Comment by codethief
4 days ago
> The reason is simple: the authors suppose a CLOSED timelike curve, i.e. something like a circle, where you travel back in time and BECOME your younger self
Exactly. This part of the paper is not really surprising or newsworthy. If you apply periodic boundary conditions, you get periodicity, duh. In the case of CTCs, this has been known for a long time[0].
> A slightly different scenario would be much more interesting, but my guess is that it's much harder to analyze: […]
Agreed. The only result I'm aware of in this context is a paper from the 90s by Echeverria, Klinkhammer, and Thorne about a thought experiment (Polchinski's Paradox) involving a billard ball entering a wormhole and colliding with its past self. Wikipedia[0] gives a good overview of the result.
[0]: https://en.m.wikipedia.org/wiki/Novikov_self-consistency_pri...
More generally, imposing "self-consistency" on a closed cycle of interactions is just a matter of picking a fixed point. Such a fixed point will always exist if the underlying system is continuous - and continuity may always be assumed if the system be non-deterministic. (For example, a billiard ball enters a wormhole sending it to the past with probability 50%, or else it is knocked away by a billiard ball sent from the future (and does not enter the wormhole) with probability 50%. This system is self-consistent, but this is achieved by a "mixture" of two outcomes.)
Can the ball roll into wormhole, emerge in the past, hit its past self and stop, while its past self it knocked to roll into the wormhole, emerge in the past, hit its past self ...
Sure, this is another self-consistent solution which is discussed at length in the papers referenced above. But the neat thing about non-determinism is that it adds continuity - thus, a guaranteed existence of some self-consistent solution - even when the underlying system is discrete (as in, the ball is only allowed to either enter the wormhole on its own or be knocked off altogether - which is what creates the purported paradox).
Could you elaborate on what you mean by fixed point?
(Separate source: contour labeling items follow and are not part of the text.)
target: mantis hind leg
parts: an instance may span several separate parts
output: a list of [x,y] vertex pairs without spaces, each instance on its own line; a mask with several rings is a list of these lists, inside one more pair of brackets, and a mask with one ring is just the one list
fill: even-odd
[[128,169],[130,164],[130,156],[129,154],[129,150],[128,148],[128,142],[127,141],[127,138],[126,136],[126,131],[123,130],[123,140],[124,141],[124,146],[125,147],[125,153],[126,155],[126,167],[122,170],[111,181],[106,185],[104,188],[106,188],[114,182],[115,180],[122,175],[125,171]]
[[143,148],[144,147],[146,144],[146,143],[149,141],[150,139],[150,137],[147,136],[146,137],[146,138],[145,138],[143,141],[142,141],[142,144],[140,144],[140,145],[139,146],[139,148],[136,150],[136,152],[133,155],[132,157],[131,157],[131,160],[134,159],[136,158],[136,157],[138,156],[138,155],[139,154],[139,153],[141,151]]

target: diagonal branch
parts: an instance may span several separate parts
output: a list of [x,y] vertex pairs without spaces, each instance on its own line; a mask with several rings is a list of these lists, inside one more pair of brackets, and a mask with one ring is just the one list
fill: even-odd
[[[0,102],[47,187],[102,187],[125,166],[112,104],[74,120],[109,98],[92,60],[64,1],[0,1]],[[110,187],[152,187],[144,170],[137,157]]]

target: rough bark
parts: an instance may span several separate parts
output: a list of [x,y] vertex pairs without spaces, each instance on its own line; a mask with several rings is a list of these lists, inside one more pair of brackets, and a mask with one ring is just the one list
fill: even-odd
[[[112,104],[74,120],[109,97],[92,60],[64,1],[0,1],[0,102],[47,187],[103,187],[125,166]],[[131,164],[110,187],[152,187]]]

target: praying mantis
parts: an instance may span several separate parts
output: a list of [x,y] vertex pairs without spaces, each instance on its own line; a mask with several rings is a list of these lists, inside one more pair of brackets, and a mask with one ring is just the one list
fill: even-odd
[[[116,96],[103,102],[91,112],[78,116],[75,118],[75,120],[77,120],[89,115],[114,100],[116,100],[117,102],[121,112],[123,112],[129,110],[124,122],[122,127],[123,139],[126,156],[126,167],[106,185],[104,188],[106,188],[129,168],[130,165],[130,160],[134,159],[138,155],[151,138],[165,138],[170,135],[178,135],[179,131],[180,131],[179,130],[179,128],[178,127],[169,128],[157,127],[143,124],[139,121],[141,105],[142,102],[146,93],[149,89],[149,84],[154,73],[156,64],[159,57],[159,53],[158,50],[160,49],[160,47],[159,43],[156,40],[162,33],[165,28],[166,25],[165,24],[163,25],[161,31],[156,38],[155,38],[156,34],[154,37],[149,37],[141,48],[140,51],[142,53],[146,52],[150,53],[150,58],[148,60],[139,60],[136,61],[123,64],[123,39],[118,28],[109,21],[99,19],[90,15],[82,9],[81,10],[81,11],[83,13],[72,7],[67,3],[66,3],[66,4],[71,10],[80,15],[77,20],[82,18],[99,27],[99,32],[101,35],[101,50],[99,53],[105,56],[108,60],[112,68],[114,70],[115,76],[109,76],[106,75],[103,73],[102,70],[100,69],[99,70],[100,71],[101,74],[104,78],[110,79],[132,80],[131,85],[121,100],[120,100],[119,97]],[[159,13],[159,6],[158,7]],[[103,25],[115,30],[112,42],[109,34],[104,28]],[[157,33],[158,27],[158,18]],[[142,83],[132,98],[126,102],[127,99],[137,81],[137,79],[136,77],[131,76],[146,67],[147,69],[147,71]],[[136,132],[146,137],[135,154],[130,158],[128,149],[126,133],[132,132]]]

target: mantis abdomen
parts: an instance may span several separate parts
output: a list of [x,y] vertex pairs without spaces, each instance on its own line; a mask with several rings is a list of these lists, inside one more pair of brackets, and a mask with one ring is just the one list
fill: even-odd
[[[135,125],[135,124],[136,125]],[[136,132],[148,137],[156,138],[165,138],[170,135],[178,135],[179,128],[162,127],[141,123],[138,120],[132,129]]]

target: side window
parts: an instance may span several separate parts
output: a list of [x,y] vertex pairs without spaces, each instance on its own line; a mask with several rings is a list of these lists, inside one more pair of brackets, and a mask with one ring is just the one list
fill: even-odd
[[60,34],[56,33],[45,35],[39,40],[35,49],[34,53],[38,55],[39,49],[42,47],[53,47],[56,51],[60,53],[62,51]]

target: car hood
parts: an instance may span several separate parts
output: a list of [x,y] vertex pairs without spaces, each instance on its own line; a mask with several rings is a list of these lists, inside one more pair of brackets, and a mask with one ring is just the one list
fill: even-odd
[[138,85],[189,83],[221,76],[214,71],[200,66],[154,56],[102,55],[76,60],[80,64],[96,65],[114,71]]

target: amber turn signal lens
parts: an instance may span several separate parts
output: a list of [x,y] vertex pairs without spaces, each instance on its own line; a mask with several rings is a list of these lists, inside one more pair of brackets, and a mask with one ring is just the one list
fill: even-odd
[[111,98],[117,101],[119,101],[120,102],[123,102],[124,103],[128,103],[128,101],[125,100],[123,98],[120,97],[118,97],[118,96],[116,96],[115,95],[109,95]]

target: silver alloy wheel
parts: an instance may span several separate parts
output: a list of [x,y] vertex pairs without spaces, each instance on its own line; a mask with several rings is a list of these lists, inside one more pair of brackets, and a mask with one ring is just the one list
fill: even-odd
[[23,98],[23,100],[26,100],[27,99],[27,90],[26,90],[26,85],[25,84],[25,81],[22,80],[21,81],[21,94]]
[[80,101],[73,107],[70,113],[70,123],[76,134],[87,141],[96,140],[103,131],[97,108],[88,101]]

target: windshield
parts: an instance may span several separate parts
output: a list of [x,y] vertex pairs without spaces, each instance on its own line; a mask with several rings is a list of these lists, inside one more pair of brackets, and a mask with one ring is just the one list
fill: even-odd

Fixed point of what? And what continuity and non-determinism are you referring to exactly?
A fixed point involving the dynamics of "complex interpersonal interactions" (to quote the above-linked Wikipedia article) that are typically involved in these purported time-travel paradoxes. Continuity of the underlying physics is enough to ensure that such a fixed point will definitely exist, and allowing for non-determinism is just a convenient way of recovering a sort of continuity even if the underlying physics is assumed to not be continuous.
(These concerns are somewhat comparable to those that involve issues of so-called "metastability" in electronic circuits and indeed other physical systems which are designed to only have a limited number of "discrete" states.)
This paper (among some others that are referenced in this Wikipedia article) are also cited here and referenced.